Review: Freethinkers


I read the following book review by Christopher Hitchens of Freethinkers: A History of American Secularism


, by Susan Jacoby.

As a friend pointed out, the US has a strict separation of church and state (no mention of God in the US Constitution), but a healthy practice of religion in its political life. Meanwhile, the UK (sans NI) has an established church, but an absence of religion in its politics (again, sans NI).

Hitchen’s review:

When the Supreme Court recently listened to debate about the words “under God” as they appear in the Pledge of Allegiance, it heard arguments from those who think that the expression endorses religion, and thus violates the “establishment” clause of the First Amendment, and from those who believe that acknowledgment of the Almighty is somehow beyond religion and/or no bad thing. What is generally overlooked is that the Pledge was initially composed without those two words, which were inserted only during the Red scare of the 1950s. Or to put it another way, the United States managed to survive two world wars, a depression and the first decade of the Cold War without any such invocation. Thus those who want the Pledge restored to its authentic version can claim to be acting as strict constructionists with a solid defense of “original intent.” 

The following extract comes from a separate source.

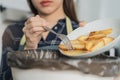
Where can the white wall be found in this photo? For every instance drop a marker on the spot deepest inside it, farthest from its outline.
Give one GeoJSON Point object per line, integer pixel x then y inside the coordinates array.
{"type": "Point", "coordinates": [16, 4]}
{"type": "Point", "coordinates": [90, 10]}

The great virtue of Susan Jacoby’s book is that it succeeds so well in its own original intent: showing that secularism, agnosticism and atheism are as American as cherry pie. Indeed, this is the first and only country to adopt a Constitution that specifically excludes all reference to a higher power. (I say “specifically” because those meeting in Philadelphia did consider, and did decisively reject, any such reference.) Many were the bishops and preachers of the time who warned that God would punish such profanity, but many were the preachers who said the same about the Virginia Statute on Religious Freedom, which did no more than state that no citizen could be obliged to pay for the upkeep of a church in which he did not believe. 

Two of the great books of the 18th-century Enlightenment were Thomas Paine’s The Age of Reason and Constantine Volney’s The Ruins. Thomas Jefferson wrote in praise of the first and helped translate the second from the French. Abraham Lincoln read both, and we have his great colleague William Herndon’s word for it that his own agnosticism was the result of Lincoln’s persuasion. I think it could fairly be said, however, that American schoolchildren are not taught that Jefferson and Lincoln were unbelievers, or that Jefferson took a razor blade and cut out all the passages of the New Testament that he found offensive to reason or common sense — leaving him with a highly condensed version. Elizabeth Cady Stanton, co-founder of the movement for female emancipation, was to develop this idea into the Woman’s Bible, which blamed the religious mentality for the degradation of her sex. The refusal to establish any religion, or state support for same, helped spare the United States the fate of Europe, where slaughter between discrepant Christian sects had come close to extinguishing civilization. It did not, however, prevent Americans from invoking the blessing of heaven on whichever cause they favored. The Rev. Timothy Dwight, celebrated president of Yale, denounced smallpox vaccinations as a blasphemous interference with God’s design. The upholders of slavery claimed (correctly) that there was biblical warrant for the “peculiar institution.” The abolitionists also warred in the name of the divine. The pulpits were just as much divided during the civil rights movement of the 1950s and ’60s. 

In lucid and witty prose, Jacoby has uncovered the hidden history of secular America, and awarded it a large share of credit in every movement for social and political reform. It’s nice to read again of the friendship between Walt Whitman and Robert Ingersoll, the greatest anti-religious lecturer of his day. It’s sobering to be reminded of how many states practiced overt sectarian discrimination, against Jews, Catholics and Quakers, even after the Founding Fathers had made plain their abhorrence of all such practices. And, of course, it is salutary to be reminded of how much plain villainy and stupidity has been promulgated from the platforms of the godly, many of whom would still like to retard the elementary teaching of science. 

If the book has a fault, it is the near-axiomatic identification of the secular cause with the liberal one. Susan Jacoby has what might be called ACLU politics. To read her, you would not know that two of the most prominent intellectual gurus of American conservatism — Ayn Rand and Leo Strauss — were both determined nonbelievers. H.L. Mencken, who if not exactly a conservative was certainly not a liberal, had vast contempt for religion but is cited only briefly here for his role in the Scopes trial in Tennessee. Still, when Billy Graham can be asked to give the address at a service for the victims of Sept. 11, and can use the occasion to say that all the dead are now in heaven and would not rejoin us even if they could, it is essential to be reminded of our rationalist tradition — and also of the fact that our current deadliest foe is conspicuously “faith-based”.